Suppose that you have a family of topological spaces $(X_i)_{i\in I}$, and for each $i$, a base $\mathcal{B}_i$ of $X_i$. Is it true that the set of all products $\prod_i A_i$ where each $A_i$ is in $\mathcal{B}_i$, and for all but possibly a finite number of $i$, $A_i=X_i$, is a base of the product space $\prod_i X_i$ ?
I've seen that statement in the case finite products, so I'm wondering if it's true in the general case.
Yes, if $O$ is open in $\prod_i X_i$ and $x \in O$, we have a standard basic open $\prod_i U_i$ with all $U_i = X_i$ except for a finite subset $F$ of $I$, where $U_i$ is open in $X_i$, such that $x \in \prod_i U_i \subseteq O$. This is by definition of the product topology.

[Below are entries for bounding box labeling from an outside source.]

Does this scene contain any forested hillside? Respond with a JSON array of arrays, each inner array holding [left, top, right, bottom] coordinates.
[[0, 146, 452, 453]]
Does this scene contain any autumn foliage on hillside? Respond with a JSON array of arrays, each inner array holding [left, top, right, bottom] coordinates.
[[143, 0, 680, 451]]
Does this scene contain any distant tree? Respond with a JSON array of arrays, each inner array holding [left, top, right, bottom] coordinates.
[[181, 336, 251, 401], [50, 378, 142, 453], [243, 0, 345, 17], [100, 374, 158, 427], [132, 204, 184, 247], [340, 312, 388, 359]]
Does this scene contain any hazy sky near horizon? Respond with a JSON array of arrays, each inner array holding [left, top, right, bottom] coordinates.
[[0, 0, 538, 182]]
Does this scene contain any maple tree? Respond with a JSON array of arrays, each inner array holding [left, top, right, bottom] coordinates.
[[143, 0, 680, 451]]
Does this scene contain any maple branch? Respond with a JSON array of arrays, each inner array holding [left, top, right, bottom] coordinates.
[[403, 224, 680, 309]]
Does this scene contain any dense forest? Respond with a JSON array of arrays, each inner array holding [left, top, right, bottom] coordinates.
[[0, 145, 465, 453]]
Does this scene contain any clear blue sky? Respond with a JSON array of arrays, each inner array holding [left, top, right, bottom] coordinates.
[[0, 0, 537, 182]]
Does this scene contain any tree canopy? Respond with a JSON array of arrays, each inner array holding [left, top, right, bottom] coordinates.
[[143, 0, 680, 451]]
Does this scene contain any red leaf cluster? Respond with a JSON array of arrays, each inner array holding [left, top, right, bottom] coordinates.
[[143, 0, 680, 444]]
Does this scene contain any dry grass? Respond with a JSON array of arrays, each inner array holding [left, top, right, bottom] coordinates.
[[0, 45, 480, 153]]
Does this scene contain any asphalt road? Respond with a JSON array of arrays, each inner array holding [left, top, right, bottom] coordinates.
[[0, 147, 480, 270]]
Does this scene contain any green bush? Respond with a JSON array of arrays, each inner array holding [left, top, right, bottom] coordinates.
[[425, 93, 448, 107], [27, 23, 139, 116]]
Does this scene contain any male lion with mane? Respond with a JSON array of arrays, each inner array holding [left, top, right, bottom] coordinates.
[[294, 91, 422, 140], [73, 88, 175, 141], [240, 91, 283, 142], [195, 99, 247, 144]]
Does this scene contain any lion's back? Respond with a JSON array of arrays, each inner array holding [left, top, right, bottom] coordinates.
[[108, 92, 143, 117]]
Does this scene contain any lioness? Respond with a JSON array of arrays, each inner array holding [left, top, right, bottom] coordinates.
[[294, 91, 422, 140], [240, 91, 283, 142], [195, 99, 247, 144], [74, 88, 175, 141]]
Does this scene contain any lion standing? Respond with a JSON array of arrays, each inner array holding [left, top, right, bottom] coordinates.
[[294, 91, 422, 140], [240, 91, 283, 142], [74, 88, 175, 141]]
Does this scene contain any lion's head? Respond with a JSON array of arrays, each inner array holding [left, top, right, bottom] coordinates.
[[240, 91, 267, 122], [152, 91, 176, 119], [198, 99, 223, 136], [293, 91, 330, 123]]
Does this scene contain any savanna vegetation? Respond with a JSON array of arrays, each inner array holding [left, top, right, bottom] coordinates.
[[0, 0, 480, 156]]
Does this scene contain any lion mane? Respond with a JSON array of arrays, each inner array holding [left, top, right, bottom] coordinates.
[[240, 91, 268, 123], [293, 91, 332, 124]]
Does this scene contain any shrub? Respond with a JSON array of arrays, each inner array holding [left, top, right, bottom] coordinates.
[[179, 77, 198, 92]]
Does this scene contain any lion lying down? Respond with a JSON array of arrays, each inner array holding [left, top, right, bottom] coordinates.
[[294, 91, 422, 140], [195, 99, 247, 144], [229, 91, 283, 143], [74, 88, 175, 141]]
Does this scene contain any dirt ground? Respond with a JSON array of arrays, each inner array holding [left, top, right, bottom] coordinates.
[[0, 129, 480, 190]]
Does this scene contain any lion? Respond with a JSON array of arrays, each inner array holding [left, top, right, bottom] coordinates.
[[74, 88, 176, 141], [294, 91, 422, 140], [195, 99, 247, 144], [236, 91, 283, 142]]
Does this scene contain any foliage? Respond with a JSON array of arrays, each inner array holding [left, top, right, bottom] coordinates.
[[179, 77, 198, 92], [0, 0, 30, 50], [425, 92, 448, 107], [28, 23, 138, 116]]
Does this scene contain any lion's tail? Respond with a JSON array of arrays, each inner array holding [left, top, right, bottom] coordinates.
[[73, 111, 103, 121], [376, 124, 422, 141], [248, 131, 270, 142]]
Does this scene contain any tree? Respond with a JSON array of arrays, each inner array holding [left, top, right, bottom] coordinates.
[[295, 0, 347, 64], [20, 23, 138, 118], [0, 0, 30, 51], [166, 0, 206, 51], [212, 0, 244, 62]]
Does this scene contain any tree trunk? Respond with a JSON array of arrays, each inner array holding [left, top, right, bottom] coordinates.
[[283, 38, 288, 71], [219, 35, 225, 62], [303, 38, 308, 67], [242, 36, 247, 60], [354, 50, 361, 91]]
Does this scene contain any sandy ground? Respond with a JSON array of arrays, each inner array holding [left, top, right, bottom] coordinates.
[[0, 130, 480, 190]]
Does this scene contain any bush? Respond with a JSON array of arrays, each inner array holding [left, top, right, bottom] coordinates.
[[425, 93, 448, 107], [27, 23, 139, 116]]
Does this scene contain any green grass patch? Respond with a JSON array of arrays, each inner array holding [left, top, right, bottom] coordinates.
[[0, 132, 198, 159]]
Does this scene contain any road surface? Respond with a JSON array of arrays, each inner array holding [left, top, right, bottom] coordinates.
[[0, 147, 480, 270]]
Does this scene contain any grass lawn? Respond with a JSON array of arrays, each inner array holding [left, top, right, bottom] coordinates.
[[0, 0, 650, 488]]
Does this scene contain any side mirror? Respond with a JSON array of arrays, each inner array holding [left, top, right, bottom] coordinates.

Now for each $i \in F$ we have $x_i \in U_i$ so there is some $B_i$ in the base $\mathcal{B}_i$, such that $x_i \in B_i \subseteq U_i$, by the definition of a base.
Now $\prod_i B_i$ with $B_i$ as above for $i \in F$ and $B_i = X_i$ for $i \notin F$ is in your collection and obeys $x \in \prod_i B_i \subseteq \prod_i U_i \subseteq O$, and as $O$ and $x \in O$ were arbitary, this shows that collection is indeed a base.
In particular, if $I$ is countable and all $X_i$ are second countable, so is $\prod_i X_i$, using this base formed from countable bases for all $X_i$.